Well, they haven’t got through, but they’ve had a good go.
Who?
She is aware her tone sounds accusatory. He sniffs, pinches out the cigarette, and pockets the stub.
It’s probably kids larking about with a pair of clippers.
Clippers, she says. It would need to be something a little more industrial, don’t you think?
As I said, they’ve not got through.
He meets her eye. He does not look furtive or gloating. Still, she doesn’t trust him entirely. She wouldn’t put it past him to be involved, by proxy. But that would be stupid. He has already outed himself as a naysayer, marked his own card. And what would be the point of sabotaging the main enclosure before the wolves were in it? She would like to ask
more questions, but Huib is making his way towards them from his quarters above the carriage house, still wearing cargo shorts, despite the early-morning chill.
Are we going down to see it when the police arrive? he asks.
I would reckon so, Michael says.
Where exactly is the hole?
Back of Ulver Scar, near the woods.
That’s a long way from the main road, Rachel says.
Michael nods.
It is.
Kids, she says.
I reckon so.
Good job you saw it, Huib chips in. We might have missed it in that location.

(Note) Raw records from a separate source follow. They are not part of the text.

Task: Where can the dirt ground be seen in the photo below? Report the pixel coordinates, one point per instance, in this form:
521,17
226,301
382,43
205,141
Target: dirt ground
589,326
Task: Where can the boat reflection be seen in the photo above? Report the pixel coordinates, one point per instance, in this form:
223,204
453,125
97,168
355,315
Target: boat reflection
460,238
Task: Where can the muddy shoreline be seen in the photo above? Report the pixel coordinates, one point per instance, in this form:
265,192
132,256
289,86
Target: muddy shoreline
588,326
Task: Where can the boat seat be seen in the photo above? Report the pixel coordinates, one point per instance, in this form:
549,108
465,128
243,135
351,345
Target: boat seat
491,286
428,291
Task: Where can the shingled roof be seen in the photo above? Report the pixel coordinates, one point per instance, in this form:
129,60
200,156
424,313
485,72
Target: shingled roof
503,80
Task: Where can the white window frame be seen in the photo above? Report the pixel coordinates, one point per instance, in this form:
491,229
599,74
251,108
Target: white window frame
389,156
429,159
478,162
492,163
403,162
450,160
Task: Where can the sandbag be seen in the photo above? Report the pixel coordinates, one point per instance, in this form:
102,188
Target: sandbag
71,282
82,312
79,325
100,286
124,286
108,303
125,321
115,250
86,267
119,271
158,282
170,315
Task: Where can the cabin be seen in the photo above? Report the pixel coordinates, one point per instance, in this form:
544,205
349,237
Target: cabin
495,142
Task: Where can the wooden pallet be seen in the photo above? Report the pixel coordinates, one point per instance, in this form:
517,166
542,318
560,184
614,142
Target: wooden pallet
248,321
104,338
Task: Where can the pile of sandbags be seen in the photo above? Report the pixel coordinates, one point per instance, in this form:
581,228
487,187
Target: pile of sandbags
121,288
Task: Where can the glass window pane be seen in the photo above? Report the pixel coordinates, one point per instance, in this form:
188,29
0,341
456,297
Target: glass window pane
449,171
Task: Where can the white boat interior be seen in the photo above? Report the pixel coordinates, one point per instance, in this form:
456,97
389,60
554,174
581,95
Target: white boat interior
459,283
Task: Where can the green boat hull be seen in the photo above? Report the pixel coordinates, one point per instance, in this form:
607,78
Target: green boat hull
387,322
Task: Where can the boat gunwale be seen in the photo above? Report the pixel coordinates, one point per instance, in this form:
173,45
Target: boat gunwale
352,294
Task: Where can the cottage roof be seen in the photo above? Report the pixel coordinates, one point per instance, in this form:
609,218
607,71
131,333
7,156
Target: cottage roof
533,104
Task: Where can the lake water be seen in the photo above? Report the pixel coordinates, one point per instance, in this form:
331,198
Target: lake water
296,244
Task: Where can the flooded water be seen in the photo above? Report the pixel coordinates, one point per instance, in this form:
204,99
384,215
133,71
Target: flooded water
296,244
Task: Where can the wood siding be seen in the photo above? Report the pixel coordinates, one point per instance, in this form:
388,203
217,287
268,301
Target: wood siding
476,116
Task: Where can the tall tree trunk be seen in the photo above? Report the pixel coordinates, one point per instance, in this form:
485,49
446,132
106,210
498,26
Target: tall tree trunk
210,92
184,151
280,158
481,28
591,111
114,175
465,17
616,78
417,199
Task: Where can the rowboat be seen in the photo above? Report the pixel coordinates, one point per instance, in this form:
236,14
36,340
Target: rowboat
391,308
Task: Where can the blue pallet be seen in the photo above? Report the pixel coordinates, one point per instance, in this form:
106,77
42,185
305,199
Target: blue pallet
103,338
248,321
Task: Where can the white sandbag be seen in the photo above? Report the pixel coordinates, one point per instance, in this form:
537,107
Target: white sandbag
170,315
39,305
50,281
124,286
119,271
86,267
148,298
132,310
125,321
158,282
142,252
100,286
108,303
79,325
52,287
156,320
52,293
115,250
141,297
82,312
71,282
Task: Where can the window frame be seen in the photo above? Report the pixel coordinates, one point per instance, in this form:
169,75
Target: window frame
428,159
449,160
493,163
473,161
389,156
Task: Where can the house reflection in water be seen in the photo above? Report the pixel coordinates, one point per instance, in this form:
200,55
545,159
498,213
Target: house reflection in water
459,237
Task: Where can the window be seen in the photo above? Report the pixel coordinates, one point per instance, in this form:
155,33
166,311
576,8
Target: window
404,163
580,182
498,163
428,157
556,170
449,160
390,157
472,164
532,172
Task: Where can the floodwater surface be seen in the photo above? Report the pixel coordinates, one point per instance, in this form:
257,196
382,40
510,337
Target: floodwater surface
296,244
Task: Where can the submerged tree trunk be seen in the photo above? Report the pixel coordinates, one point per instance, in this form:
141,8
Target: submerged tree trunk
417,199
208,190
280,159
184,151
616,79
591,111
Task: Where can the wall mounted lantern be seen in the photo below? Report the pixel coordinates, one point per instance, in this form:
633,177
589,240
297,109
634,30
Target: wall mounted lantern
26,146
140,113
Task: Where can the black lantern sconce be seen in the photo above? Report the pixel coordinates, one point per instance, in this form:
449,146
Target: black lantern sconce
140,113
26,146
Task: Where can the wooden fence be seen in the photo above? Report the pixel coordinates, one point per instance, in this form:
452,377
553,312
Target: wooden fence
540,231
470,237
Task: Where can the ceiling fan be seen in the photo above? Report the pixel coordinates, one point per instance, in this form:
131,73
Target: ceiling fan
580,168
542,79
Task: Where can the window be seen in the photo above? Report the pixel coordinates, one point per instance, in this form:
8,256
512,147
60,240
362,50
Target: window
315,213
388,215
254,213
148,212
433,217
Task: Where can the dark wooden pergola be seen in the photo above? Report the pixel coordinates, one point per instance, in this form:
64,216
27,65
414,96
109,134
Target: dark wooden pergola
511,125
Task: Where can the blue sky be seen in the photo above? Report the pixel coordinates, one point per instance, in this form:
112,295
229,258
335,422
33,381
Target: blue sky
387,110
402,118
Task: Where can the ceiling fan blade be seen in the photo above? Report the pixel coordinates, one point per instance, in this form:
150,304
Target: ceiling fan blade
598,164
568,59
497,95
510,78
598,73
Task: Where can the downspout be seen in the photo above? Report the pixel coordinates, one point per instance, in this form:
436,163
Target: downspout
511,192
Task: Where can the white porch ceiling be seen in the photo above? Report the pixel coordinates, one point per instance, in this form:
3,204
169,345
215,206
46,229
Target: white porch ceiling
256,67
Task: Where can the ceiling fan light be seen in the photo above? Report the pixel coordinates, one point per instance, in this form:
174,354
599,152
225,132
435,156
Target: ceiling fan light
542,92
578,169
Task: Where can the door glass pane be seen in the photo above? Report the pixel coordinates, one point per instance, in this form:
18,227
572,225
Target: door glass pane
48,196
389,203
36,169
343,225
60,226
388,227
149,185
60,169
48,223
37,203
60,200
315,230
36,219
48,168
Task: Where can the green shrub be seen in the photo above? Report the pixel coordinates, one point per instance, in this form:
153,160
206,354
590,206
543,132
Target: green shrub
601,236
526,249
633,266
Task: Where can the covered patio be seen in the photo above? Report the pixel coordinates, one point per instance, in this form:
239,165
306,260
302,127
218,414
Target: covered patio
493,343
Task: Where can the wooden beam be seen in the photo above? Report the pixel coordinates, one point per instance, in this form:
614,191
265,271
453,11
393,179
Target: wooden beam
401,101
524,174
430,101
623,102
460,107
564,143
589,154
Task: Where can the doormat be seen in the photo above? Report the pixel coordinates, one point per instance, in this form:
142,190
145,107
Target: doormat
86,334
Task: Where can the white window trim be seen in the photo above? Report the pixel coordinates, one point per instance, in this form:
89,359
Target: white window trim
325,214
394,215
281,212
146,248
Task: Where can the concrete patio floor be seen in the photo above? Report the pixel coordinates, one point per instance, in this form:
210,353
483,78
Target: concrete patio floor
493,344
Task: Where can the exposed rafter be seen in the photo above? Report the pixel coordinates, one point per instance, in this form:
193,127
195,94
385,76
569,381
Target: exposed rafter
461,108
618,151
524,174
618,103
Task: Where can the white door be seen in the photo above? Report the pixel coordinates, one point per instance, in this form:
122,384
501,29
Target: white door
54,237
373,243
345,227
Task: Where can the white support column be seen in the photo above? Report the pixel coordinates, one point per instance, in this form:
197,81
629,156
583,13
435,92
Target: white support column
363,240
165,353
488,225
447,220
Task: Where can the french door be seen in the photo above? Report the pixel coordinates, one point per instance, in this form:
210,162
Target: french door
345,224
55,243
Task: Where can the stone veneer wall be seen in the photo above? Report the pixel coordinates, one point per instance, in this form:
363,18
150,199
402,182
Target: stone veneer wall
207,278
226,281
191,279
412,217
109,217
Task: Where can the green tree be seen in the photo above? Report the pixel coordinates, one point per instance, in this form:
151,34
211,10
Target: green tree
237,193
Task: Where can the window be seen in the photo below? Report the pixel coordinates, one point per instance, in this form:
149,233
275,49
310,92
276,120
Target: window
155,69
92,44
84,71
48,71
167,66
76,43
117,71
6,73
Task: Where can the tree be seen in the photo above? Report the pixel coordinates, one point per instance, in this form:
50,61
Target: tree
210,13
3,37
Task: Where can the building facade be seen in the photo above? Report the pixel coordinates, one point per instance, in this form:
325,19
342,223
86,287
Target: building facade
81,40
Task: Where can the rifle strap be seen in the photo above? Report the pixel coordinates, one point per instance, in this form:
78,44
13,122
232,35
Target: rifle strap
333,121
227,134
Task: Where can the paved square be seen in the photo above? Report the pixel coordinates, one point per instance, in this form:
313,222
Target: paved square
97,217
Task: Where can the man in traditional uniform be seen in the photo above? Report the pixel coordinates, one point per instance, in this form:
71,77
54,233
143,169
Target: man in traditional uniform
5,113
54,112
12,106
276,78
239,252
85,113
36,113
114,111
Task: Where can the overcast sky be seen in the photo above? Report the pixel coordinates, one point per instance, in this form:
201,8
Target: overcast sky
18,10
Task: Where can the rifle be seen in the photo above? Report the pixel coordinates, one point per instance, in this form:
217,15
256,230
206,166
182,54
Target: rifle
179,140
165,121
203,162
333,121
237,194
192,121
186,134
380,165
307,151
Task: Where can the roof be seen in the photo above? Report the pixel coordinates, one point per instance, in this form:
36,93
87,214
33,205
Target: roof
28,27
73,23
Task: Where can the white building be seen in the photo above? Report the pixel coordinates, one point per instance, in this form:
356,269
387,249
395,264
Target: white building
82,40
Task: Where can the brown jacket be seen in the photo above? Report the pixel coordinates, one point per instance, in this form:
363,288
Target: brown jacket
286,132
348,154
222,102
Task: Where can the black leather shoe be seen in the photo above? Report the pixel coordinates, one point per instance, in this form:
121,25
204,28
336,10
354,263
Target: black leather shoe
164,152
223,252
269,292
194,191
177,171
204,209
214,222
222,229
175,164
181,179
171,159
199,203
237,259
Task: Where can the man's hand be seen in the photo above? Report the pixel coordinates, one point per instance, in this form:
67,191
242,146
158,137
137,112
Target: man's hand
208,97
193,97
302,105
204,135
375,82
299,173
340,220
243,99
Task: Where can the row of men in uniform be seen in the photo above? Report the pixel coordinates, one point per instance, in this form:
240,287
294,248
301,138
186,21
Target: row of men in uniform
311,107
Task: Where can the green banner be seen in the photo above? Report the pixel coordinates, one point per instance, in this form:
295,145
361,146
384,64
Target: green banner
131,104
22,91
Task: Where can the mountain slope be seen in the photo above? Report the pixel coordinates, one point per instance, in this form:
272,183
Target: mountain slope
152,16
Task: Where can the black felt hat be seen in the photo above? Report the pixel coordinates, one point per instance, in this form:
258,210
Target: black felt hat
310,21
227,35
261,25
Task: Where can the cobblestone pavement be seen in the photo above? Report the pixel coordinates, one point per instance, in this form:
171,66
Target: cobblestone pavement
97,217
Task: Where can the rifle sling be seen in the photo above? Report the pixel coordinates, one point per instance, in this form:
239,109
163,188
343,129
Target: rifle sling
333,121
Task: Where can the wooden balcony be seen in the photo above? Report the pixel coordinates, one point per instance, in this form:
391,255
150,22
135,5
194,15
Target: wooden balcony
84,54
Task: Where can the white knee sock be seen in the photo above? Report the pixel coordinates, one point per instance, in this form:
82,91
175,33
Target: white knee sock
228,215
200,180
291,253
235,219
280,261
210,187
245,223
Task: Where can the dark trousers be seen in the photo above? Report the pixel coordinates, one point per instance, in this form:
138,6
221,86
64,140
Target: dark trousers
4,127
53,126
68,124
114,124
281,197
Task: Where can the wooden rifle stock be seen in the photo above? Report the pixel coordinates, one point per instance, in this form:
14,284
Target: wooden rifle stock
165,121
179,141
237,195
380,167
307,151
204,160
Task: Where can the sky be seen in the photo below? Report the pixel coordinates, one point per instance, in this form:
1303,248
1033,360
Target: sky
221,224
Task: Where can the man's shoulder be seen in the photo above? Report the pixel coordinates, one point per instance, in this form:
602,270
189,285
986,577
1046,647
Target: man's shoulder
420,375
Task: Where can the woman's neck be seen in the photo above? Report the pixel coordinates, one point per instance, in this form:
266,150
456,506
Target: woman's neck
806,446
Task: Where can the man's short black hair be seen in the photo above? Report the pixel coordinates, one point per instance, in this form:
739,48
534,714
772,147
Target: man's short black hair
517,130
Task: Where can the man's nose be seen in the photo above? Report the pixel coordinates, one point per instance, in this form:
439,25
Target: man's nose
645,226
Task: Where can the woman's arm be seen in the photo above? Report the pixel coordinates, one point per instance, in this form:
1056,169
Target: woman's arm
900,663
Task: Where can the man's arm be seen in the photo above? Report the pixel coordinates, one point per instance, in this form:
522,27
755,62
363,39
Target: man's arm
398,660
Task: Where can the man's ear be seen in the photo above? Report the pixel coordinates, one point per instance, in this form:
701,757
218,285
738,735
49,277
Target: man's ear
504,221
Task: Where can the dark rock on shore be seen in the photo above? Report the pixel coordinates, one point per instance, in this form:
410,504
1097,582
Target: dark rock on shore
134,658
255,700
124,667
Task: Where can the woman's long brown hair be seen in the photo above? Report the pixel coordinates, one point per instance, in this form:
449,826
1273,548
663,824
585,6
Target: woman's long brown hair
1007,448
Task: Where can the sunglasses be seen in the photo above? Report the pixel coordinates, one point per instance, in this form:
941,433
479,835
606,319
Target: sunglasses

Vexed by the conversation, Rachel leaves them for a minute and heads into the Hall. Honor Clark is in her office, on the phone. She holds up a finger, signs for her to wait. Rachel lingers in the office doorway. Honor swivels in her chair as she speaks. She’s lost a few pounds, though still remains curved, a country weight. Blue blazer with a neck-bow blouse, a very good complexion – she could not appear more suited to her situation.
It’s at Rannoch Mhor, she is saying, the flight leaves at six. No, press aren’t invited. Of course, of course. Douglas and a few others.
On the desk, next to the photographs of her grandchildren, is a white orchid in a pot of curling moss. On the laptop screen, an elaborate grid of appointments – Thomas’ diary, extremely full as always; today’s column is marked with a red background – an important day, clearly. Honor hangs up.